My friend Marv eats books. He does not eat them for taste. He eats them to gain knowledge. He believes that by eating books he can better remember and store knowledge of those books he has eaten, as if by osmosis.
He started to eat books in college, when we had an exam do on Shakespeare’s Henry the V. He took a pair of scissors, cut up the text book into mulch, stirred it with some milk and ate the copy.
From then on, he was eating books regularly. He ate our county’s phone book, Webster’s Dictionary and the entire Encyclopedia Britannica, which took a week and two blenders. After that he would eat random books. For a while he was into the Russians. He ate a second addition of Gogol’s The Tale of How Ivan Ivanovich Quarreled with Ivan Nikiforovich, all of Chekov and some late 20th century writers like Vladimir Sorokin.
Then he went on to eat American fiction, biographies and so on.
Once I asked him if the subject of the book influences its taste. He said it didn’t, but more the book itself, for example a paperback has more sweet tones to it while hardback usually tastes like octopus or sandals. He also mentioned that he didn’t care for new books, because they use too much glue.
He ate his way through man’s greatest literary achievements, and the occasional “light” pulp novel or reader’s digest.
I do not want to get into digestive issues, but once he described his dejections as
being similar to Paper Mache.
One day he got a call from a newspaper that did a story on him and quickly enough he became a celebrity appearing everywhere: He went on Jay Leno and ate his cue cards; he came to a Michael Chabon signing where he got Michael to sign a book which he later devoured. He even came along to a high profile trial where he ate an international law book, to emphasis the case of the prosecution that the law is being devoured by our corrupt society.
One day he got a call from the Guinness Book of World Records, telling that he won the prize for bring the man who ate the most books. It comes as no surprise that when receiving the award, he ate the book, the certificate and his valet card, which made it hard to find his car at the lot.
After his popularity sore, universities and libraries banned him from going in. a few copyright lawyers tried to sue him as they contested that by digesting a book, it is considered editing, and that is not allowed.

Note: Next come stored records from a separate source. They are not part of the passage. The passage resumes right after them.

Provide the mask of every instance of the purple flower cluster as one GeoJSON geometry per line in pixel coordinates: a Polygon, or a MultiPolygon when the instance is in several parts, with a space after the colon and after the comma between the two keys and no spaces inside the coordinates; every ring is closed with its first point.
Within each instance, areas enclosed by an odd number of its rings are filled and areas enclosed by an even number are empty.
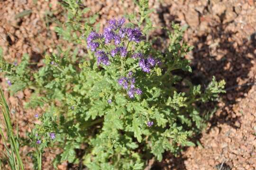
{"type": "Polygon", "coordinates": [[[128,28],[126,34],[129,41],[139,42],[141,41],[142,34],[138,28],[128,28]]]}
{"type": "Polygon", "coordinates": [[[151,127],[154,125],[154,122],[153,121],[148,121],[147,122],[146,122],[146,125],[148,127],[151,127]]]}
{"type": "Polygon", "coordinates": [[[139,66],[142,71],[147,73],[150,72],[152,68],[160,64],[160,62],[158,60],[151,56],[146,59],[141,58],[139,61],[139,66]]]}
{"type": "Polygon", "coordinates": [[[127,56],[128,51],[124,46],[119,46],[122,38],[127,37],[130,41],[139,42],[142,37],[142,33],[138,28],[131,28],[124,27],[125,19],[122,18],[119,20],[111,19],[109,21],[109,26],[104,28],[103,34],[101,35],[95,31],[92,31],[89,34],[87,39],[87,47],[92,51],[96,51],[98,64],[102,64],[108,65],[110,64],[109,55],[114,57],[119,54],[122,57],[127,56]],[[110,53],[102,50],[98,50],[101,43],[102,45],[113,42],[116,47],[112,50],[110,53]],[[119,45],[118,46],[118,45],[119,45]]]}
{"type": "Polygon", "coordinates": [[[117,47],[115,49],[112,50],[110,52],[111,56],[114,57],[118,53],[120,52],[121,57],[125,57],[127,54],[127,51],[124,47],[117,47]]]}
{"type": "Polygon", "coordinates": [[[52,139],[52,140],[55,139],[55,133],[50,133],[50,137],[51,137],[51,139],[52,139]]]}
{"type": "Polygon", "coordinates": [[[116,45],[121,42],[121,36],[118,30],[121,28],[125,22],[124,18],[119,20],[111,19],[109,22],[109,26],[104,29],[103,34],[106,43],[110,43],[112,40],[114,40],[116,45]]]}
{"type": "Polygon", "coordinates": [[[132,77],[132,73],[128,73],[127,77],[123,76],[118,80],[118,84],[123,88],[127,90],[127,94],[131,98],[134,98],[135,94],[140,95],[142,91],[138,88],[136,88],[135,78],[132,77]]]}
{"type": "Polygon", "coordinates": [[[102,63],[105,65],[110,64],[110,60],[108,55],[103,50],[99,50],[95,52],[95,55],[97,57],[97,62],[98,64],[102,63]]]}

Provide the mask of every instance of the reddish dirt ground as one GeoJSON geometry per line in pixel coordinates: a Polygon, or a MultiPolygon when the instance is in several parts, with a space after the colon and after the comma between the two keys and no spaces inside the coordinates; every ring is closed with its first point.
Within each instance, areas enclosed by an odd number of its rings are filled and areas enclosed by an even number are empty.
{"type": "MultiPolygon", "coordinates": [[[[254,0],[150,0],[154,26],[170,27],[172,22],[189,26],[184,39],[194,49],[186,57],[192,60],[195,83],[207,85],[212,76],[227,82],[227,93],[221,96],[219,109],[211,118],[198,140],[201,145],[185,148],[180,157],[166,153],[161,163],[152,169],[232,170],[256,169],[256,2],[254,0]],[[219,165],[219,169],[218,166],[219,165]]],[[[135,10],[132,0],[84,0],[99,12],[101,26],[110,18],[135,10]]],[[[53,18],[64,20],[57,0],[8,0],[0,1],[0,46],[5,58],[18,62],[28,53],[31,60],[38,61],[45,51],[55,50],[60,40],[54,31],[53,18]],[[51,4],[50,5],[50,4],[51,4]],[[30,14],[19,19],[16,15],[24,10],[30,14]]],[[[160,29],[152,33],[164,37],[160,29]]],[[[82,49],[84,47],[81,47],[82,49]]],[[[8,98],[14,118],[18,120],[22,136],[28,124],[35,120],[35,113],[22,105],[29,98],[26,90],[10,96],[4,78],[1,85],[8,98]]],[[[2,148],[2,146],[1,146],[2,148]]],[[[23,148],[24,154],[29,148],[23,148]]],[[[49,150],[44,156],[44,170],[52,169],[51,161],[58,150],[49,150]]],[[[25,162],[32,169],[29,159],[25,162]]],[[[60,169],[67,168],[64,162],[60,169]]]]}

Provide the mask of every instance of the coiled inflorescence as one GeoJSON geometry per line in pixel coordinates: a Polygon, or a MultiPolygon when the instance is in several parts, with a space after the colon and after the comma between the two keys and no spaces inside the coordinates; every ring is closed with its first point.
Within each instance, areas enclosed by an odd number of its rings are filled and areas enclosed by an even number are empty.
{"type": "MultiPolygon", "coordinates": [[[[116,56],[119,56],[122,59],[130,56],[138,60],[138,65],[143,71],[149,73],[152,68],[159,65],[160,62],[151,56],[144,56],[141,52],[128,51],[129,43],[130,42],[133,42],[133,44],[139,43],[143,39],[143,34],[137,27],[125,27],[125,22],[124,18],[111,19],[109,21],[108,26],[103,29],[102,34],[91,31],[87,37],[87,47],[95,52],[98,65],[108,66],[110,64],[112,59],[114,59],[116,56]],[[109,47],[110,46],[108,45],[112,42],[114,48],[110,50],[109,47]]],[[[132,73],[130,72],[127,76],[121,77],[118,81],[119,84],[127,90],[127,94],[131,98],[134,98],[135,94],[142,94],[141,89],[135,87],[135,78],[132,75],[132,73]]]]}

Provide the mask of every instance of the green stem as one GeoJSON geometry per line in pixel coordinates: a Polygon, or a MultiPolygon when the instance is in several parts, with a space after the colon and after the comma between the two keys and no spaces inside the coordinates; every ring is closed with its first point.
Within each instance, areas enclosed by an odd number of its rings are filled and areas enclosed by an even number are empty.
{"type": "Polygon", "coordinates": [[[162,77],[161,77],[160,80],[164,80],[168,75],[169,75],[169,73],[170,73],[171,71],[173,71],[176,69],[178,69],[178,68],[168,68],[167,70],[165,72],[165,74],[163,75],[162,77]]]}
{"type": "Polygon", "coordinates": [[[133,69],[136,69],[138,67],[139,67],[139,65],[138,65],[138,64],[137,64],[135,66],[134,66],[133,68],[132,68],[129,69],[128,70],[126,71],[126,72],[128,72],[129,71],[131,71],[133,69]]]}

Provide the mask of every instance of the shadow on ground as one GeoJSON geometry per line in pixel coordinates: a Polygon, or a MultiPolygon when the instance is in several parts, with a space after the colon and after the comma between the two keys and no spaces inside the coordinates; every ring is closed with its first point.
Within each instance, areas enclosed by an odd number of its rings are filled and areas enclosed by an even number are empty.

With the advent of electronic book readers, Marv could eat five thousand books in one sitting. But after a while he had to stop eating them, as his doctor told him he was allergic to glass. It caused him internal bleeding.
Sometime later, Marv met a lovely woman and fell in love. He knew everything about love, but it was all cerebral. He couldn’t feel anything in his stomach. No butterflies, no palpating of the heart. Zilch.
So Marv ate her so he could really sense what love felt like. It was a few frightening weeks in our town, when Marv started eating people he had different emotions to. He ate his personal banker, which he hated. He ate his pastor, for he made him feel optimistic and he even ate his cousin who came from out of town unexpectedly and surprised him.
My friend Marv is now sitting in jail where I’ve been told he ate his hand, for he felt loneliness.